Regardless of our interest in our personal appearance, we are not tolerant of anyone stealing or misusing our facial images.
We expect any organisation, governmental or otherwise, who might be handling our image to have a responsible approach to our privacy and not to misrepresent us or expose us to the risk of misidentification.
This is something Hobson’s Pledge and The Campaign Company, handling its campaign against Māori wards in local government, did not seem to understand when the image of a kuia with moko kauae was projected on an electronic billboard last week.
The woman concerned and her whanau were appalled, since she is vehemently against the message in the billboard which was written in a way which made it seem like a quote from her.
It is easy to understand some might interpret this as a cynical way of getting some more publicity for the Hobson’s Pledge campaign, ramping up the inevitable online vitriol from those on both sides of the argument, rather than a genuine misunderstanding about the right to use the photo.
The fact the photo came from a company selling stock images should not override commonsense and common decency to check the person concerned was OK with such a contentious portrayal.

Other issues of facial recognition were in the news last week with the Privacy Commissioner Michael Webster issuing the Biometric Processing Privacy Code which has been developed after considerable consultation.
Mr Webster says biometrics should only be used if they are necessary, effective, and proportionate with the key thing to be sure the benefits outweigh the privacy risks.
Biometrics involves the automated recognition of individuals from their biological or behavioural characteristics. They could involve characteristics as diverse as a person’s face, fingerprints, eyes, voice or even the way a person walks or smells.
They can be used for verification, identification, and for categorisation or profiling.
As Mr Webster has pointed out, biometrics can have major benefits, including convenience, efficiency, and security.
However, they can also create significant risks, including those relating to surveillance and profiling, lack of transparency and control and accuracy, bias, and discrimination.
The new code comes into force on November 3, but agencies already using biometrics have a year to align themselves with the new rules.
The usual requirements of the Privacy Act will apply as well as requirements for agencies to assess if biometrics are fit for the circumstances, to adopt safeguards to reduce privacy risk, and to tell people a biometric system is being used.

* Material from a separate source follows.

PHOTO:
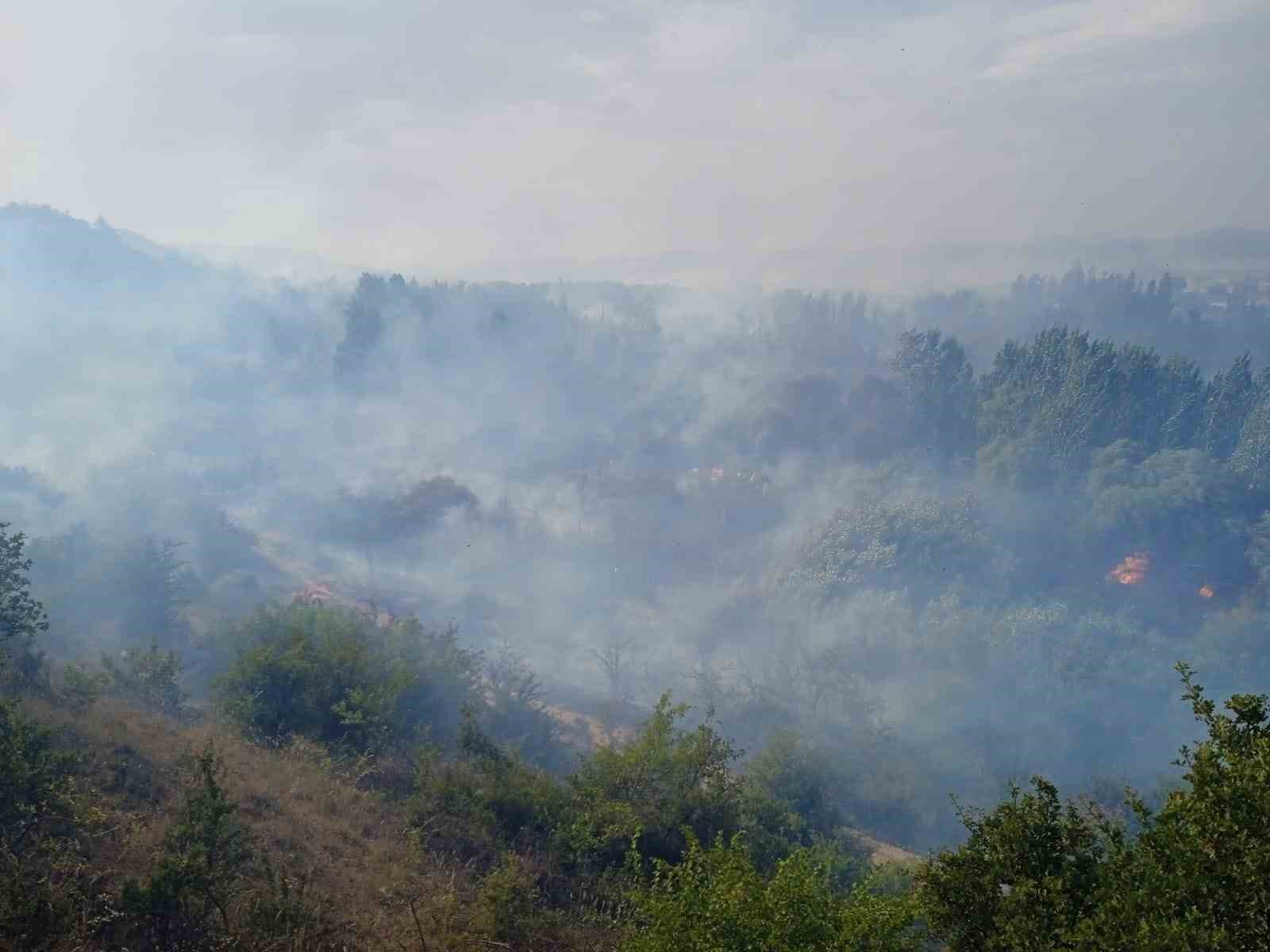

It also limits particularly intrusive uses of biometric technologies such as predicting people’s emotions or inferring information like ethnicity or sex or other information protected under the Human Rights Act.
We hope those organisations who are using or wish to use this technology take the code seriously.
We have previously been critical of the police attitude to privacy, including its gung-ho attitude to the introduction of smartphones more than a decade ago.
Instead of embedding privacy principles from the get-go, thousands of images were taken and stored on individual police devices, many of them found likely to be unlawful.
The lack of proper storage systems made it hard for them to be accessed and it is also making it difficult for unlawful images to be deleted.
This saga has dragged on for years and RNZ reported last week police had missed another deadline on this. Mr Webster had given them until the end of June to find a way to detect and delete all unlawfully collected material in their systems.
They have also not found a failsafe way to not use the photos in any way in the meantime.
If it is a funding shortage stopping the police installing a system to comply with the law, our tough-on-crime politicians need to address it.
The public expects the police to obey the law just as police expect the rest of us to.